DisplayPort 1.2a and eDP - The Adaptive Sync Protocol

The FreeSync / Adaptive Sync protocol will be embedded as a VESA protocol into DisplayPort 1.2a and eDP (embedded Displayport), there is a catch though, manufacturers of monitors are free to decide whether or not to support the technology. The Video Electronics Standards Association (VESA) announced the addition of 'Adaptive-Sync' to its popular DisplayPort 1.2a video interface standard. So you guys know, technology wise Nvidia does more or less the same thing, yet it requires a 200 USD module to be embedded into a compatible monitor. BTW it is still uncertain if Nvidia is going to support the actual Adaptiver Sync standard, the latest series 900 cards are not made compatible.

AMD on their end claims that as long as the manufacturer will stick to the Displayport 1.2a standard it can support FreeSync/ Adaptive Sync and as such that would be free. So are both GSYNC and Adapative Sync the same thing ? Yes and no ... basically NVIDIA requires you to have a 150~200 USD part extra in your monitor. Of course Nvidia can support Adaptive Sync easily at driver level (in fact a laptop driver with Adaptive Sync renames as Mobile GSYNC leaked a little while ago), but right now they feel that GSYNC is the better working alternative. So we know that Nvidia could support Adaptive Sync, however right now they earn quite a bit of revenue from that 20 USD PCB+IC, so we doubt it will happen anytime soon.

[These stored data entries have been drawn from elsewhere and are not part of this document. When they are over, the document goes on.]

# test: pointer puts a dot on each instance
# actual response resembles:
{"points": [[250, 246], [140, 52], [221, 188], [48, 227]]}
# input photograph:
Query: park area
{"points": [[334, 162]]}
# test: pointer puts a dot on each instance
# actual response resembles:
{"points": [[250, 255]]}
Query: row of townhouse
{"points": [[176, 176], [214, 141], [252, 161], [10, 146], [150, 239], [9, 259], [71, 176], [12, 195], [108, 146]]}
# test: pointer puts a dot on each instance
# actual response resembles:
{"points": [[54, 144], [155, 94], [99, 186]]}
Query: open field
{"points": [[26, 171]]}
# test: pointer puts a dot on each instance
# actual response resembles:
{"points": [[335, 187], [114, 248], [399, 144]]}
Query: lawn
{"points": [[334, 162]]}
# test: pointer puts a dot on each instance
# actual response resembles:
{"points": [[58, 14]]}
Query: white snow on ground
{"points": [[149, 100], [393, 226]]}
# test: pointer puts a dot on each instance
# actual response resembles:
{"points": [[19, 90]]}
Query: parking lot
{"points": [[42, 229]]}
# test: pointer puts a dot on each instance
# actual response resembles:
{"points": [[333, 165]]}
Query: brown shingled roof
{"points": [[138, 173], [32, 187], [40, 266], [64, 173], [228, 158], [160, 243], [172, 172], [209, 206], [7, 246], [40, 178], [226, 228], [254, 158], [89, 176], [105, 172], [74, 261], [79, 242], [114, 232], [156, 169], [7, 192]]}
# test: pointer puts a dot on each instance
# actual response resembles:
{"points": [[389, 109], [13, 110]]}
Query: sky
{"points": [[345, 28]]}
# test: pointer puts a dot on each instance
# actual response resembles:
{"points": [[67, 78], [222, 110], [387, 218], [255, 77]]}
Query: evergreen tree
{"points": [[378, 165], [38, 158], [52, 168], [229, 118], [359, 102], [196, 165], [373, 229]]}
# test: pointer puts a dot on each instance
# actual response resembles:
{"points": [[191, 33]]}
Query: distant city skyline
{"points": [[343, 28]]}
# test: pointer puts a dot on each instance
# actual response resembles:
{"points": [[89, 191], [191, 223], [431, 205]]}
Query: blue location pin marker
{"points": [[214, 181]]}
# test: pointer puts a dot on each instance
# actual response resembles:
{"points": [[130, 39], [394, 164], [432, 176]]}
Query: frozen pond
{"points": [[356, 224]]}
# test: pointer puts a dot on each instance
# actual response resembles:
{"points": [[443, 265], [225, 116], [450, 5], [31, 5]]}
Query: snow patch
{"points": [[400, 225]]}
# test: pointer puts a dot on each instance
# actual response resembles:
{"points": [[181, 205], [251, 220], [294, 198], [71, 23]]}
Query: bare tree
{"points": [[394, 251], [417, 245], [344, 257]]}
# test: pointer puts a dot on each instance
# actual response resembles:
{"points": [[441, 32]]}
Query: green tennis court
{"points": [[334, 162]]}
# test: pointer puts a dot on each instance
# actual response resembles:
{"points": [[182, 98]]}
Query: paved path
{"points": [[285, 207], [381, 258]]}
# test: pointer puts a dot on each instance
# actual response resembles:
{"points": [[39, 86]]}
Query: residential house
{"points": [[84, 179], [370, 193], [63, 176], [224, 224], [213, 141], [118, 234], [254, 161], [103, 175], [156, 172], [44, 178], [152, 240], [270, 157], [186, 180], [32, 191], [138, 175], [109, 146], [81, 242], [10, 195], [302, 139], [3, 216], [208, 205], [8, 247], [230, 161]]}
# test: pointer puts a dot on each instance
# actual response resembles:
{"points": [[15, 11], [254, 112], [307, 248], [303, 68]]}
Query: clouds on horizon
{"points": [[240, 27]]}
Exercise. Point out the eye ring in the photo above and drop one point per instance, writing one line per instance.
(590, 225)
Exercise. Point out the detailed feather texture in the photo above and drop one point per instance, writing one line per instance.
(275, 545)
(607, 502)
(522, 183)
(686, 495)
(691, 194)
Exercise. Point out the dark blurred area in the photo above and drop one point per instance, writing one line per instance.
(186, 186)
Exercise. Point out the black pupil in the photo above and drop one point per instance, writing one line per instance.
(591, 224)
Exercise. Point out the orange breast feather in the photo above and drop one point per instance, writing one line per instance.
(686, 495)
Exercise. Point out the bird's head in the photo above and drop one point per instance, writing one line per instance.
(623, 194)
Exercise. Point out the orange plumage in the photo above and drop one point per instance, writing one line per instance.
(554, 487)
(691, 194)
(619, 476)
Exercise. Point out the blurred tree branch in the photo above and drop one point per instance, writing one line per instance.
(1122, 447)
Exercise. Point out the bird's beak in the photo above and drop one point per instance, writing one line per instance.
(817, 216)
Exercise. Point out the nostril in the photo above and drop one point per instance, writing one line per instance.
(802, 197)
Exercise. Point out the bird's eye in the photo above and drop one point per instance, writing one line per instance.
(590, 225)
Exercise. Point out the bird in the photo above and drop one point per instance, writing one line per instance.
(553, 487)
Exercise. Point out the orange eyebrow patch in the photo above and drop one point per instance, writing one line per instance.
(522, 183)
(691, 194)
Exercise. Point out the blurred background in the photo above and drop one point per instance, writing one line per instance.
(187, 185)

And yes, there are subtle differences in-between the two technologies. But we doubt they are big enough to make a substantial difference.

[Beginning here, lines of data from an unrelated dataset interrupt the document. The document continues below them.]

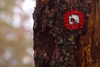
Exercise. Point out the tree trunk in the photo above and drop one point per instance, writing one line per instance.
(58, 45)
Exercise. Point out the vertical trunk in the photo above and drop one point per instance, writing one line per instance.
(56, 46)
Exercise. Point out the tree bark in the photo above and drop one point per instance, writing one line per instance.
(50, 49)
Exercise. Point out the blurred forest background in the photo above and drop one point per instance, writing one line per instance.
(16, 41)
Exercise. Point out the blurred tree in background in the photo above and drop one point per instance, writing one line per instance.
(16, 33)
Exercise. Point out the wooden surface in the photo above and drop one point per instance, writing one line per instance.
(88, 53)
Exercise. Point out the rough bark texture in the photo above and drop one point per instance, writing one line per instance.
(46, 50)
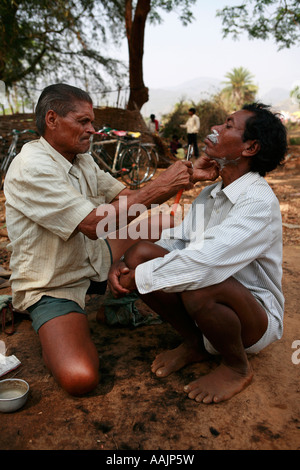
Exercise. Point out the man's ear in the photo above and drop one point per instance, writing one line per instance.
(252, 147)
(51, 119)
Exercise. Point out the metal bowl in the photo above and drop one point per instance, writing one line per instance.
(13, 394)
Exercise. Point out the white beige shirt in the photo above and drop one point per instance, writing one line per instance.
(46, 198)
(242, 237)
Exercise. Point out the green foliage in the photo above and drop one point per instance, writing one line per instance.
(263, 19)
(53, 40)
(295, 94)
(239, 88)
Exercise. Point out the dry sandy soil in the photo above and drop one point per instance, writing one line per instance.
(132, 409)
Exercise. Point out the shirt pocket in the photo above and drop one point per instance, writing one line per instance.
(96, 200)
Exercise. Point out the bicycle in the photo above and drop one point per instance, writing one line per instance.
(13, 149)
(131, 159)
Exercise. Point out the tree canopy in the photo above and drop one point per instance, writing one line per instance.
(59, 40)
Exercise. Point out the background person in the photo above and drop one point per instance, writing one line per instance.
(192, 127)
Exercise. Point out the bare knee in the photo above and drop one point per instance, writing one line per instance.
(78, 378)
(198, 303)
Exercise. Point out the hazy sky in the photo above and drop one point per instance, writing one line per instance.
(174, 54)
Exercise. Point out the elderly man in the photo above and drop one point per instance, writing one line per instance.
(54, 191)
(221, 288)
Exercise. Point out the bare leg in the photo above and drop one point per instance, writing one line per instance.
(171, 309)
(227, 314)
(70, 353)
(232, 320)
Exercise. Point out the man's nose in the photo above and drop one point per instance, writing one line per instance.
(91, 129)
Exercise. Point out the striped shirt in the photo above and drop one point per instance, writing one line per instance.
(46, 198)
(241, 237)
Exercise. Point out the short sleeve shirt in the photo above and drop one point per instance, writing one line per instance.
(46, 198)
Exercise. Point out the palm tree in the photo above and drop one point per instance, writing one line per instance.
(240, 88)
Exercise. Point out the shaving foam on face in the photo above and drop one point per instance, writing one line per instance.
(213, 137)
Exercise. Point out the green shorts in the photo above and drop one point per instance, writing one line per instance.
(50, 307)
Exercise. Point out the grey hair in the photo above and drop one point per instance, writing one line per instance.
(61, 98)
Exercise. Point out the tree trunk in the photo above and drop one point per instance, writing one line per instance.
(135, 31)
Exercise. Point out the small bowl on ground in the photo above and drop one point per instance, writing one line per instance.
(13, 394)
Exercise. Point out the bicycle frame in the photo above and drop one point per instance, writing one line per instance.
(111, 169)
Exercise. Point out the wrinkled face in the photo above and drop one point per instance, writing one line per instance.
(226, 141)
(72, 132)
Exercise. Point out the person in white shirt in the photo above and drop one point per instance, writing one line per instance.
(217, 279)
(192, 127)
(54, 191)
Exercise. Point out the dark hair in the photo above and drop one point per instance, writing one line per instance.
(61, 98)
(268, 129)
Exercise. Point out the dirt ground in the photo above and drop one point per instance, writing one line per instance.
(132, 409)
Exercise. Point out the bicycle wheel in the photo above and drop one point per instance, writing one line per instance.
(153, 161)
(102, 159)
(135, 164)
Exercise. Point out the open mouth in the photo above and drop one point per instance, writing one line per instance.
(213, 137)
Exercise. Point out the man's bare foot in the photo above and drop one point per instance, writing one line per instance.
(221, 384)
(170, 361)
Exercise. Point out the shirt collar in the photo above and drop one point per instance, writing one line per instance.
(56, 155)
(237, 187)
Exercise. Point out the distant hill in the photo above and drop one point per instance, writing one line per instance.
(161, 101)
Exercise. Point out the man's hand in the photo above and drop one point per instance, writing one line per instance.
(205, 169)
(127, 280)
(178, 176)
(117, 270)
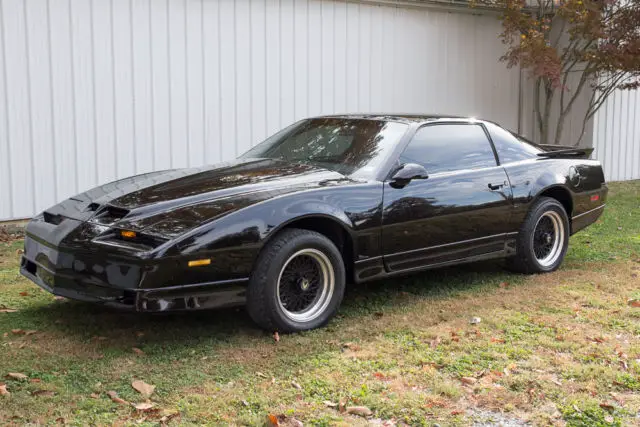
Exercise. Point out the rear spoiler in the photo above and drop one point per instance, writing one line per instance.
(565, 151)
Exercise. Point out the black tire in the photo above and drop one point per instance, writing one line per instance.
(264, 303)
(545, 210)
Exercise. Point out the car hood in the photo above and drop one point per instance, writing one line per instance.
(170, 203)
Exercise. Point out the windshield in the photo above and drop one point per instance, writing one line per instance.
(349, 146)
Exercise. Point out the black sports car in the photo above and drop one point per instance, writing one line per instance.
(325, 201)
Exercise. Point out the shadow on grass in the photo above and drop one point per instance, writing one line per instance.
(84, 321)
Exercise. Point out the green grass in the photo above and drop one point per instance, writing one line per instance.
(551, 349)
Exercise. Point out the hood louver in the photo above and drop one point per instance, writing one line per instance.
(108, 215)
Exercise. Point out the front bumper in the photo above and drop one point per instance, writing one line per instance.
(94, 275)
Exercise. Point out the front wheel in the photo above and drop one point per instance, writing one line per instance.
(298, 282)
(543, 239)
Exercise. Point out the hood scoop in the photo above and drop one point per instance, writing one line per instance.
(108, 215)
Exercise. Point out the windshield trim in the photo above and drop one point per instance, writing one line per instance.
(377, 171)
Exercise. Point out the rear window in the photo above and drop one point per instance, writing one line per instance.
(450, 147)
(511, 148)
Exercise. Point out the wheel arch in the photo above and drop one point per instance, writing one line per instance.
(562, 195)
(329, 226)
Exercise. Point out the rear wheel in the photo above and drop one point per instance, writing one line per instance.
(543, 239)
(298, 282)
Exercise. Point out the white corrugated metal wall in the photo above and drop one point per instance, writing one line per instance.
(617, 136)
(94, 90)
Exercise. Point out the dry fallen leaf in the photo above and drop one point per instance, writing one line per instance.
(272, 420)
(115, 398)
(469, 380)
(17, 376)
(607, 406)
(168, 417)
(361, 411)
(144, 406)
(143, 388)
(47, 393)
(475, 320)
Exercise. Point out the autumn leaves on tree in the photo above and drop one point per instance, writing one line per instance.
(569, 47)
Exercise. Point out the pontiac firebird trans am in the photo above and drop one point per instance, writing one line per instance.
(325, 201)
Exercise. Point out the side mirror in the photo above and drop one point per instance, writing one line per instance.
(409, 171)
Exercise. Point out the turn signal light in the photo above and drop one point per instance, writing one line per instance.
(127, 234)
(199, 262)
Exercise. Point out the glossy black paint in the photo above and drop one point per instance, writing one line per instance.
(228, 212)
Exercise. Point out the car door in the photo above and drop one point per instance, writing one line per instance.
(459, 212)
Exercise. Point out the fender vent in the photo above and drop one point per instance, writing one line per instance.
(52, 218)
(92, 207)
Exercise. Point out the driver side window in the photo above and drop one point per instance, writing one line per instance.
(450, 147)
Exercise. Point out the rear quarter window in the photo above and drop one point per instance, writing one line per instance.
(510, 149)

So is FreeSync gonna be the cheaper solution ?

Here's the thing .. for a Gsync monitor you pay a 150 to 200 USD/EURO price premium, which is a staggering high number for what you get in terms of hardware really. With FreeSync it is in the name already, it is a technology standard, a protocol inside DisplayPort 1.2a and eDP and the graphics card. Other than driver development and support costs there are no other costs involved. However -- the monitor manufacturers need to make panels that can take a dynamic refresh rate, and they can put an extra feature label on the box, and as such we do expect that they will take advantage of it with a price premium. In the end we can only hope that adaptive sync will become a standard in monitors, and if everybody supports it, prices will come down fast. Realistically the FreeSync ACER monitor we use today in this review, is 2560x1440 / 144 Hz / FreeSync. It's a TN, but at 499 EURO not a very expensive one.